As this was the first drive after a major service in which the cam drive belts and cam journal bearings were replaced, it was clear that a mistake on the mechanic’s part was to blame for the damage. Reluctant to ship his vehicle back out of state to the mechanic who damaged it, the owner had an authorized Ferrari dealer do the work, and he asked the independent mechanic, whose error destroyed the engine, to pay for it. When presented with a claim for the damages and resulting repairs by the owner’s legal counsel, the mechanic, not having any insurance to cover such a claim, declared bankruptcy rather than pay for the repairs. The owner is unlikely to ever recover the cost of the repairs – or his legal fees.
These examples beg the question of what happens when a mechanic can’t afford to pay for any damage done in the shop. There are risks to owners every time their cars go into the shop. These risks can be mitigated, however, and not just by not owning a car where a motor rebuild is a $30,000 event.

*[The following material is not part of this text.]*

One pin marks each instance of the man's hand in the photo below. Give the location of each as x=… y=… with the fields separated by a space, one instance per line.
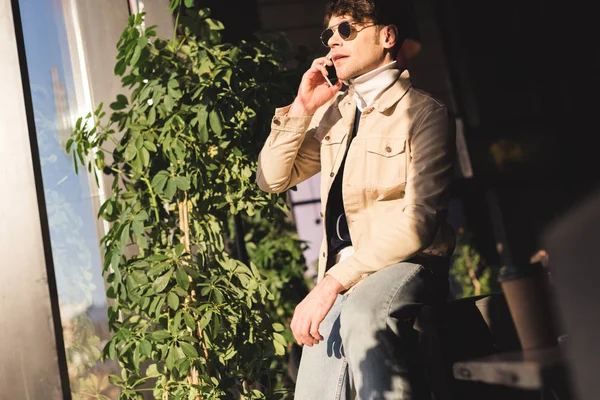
x=314 y=91
x=311 y=311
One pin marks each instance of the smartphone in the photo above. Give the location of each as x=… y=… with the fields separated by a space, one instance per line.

Before you retain a mechanic for service work, verify that he or she has an “errors and omissions” policy in place, which will indemnify you should your vehicle be damaged due to the mechanic’s negligence. If the mechanic has this type of an insurance policy, he won’t be driven into bankruptcy if an error is made, even a high-dollar error, and the vehicle owner will not be left having to pay the repair costs out of pocket. If the mechanic does not have such a policy in force (and it is surprising how many don’t), either seek another shop, or at least make sure that the shop in question is not likely to run from the debt that could be created if a truly catastrophic mistake were made. For example, it is unlikely that an authorized Ferrari dealer that has been in business for decades would close up shop to avoid paying for an engine rebuild, even on a 512 TR, but an independent shop might not be able to make good on a claim of that magnitude.
In order to protect themselves, the owners of high-end or high-dollar cars must evaluate the worst case damage that could be done to their classics as the result of a mechanic’s mistake (generally, a near total loss) and ensure that the shops they deal with either have insurance policies that cover their errors and omissions (ideally), or at least a sufficiently capitalized and stable to “self insure” themselves against such damages and pay on such claims.
Alex Leventhal is an attorney and car collector living in New York City. His early practice experience included the representation of new-car dealers and dealer groups engaged in complex transactions, as well as other merger and acquisition business. Alex currently owns a Ferrari Berlinetta Boxer 365 GT4 and a Dino 308 GT4, along with an Aston Martin V-8 Vantage and other European collector cars. He’s also director of the Aston Martin Club of North America.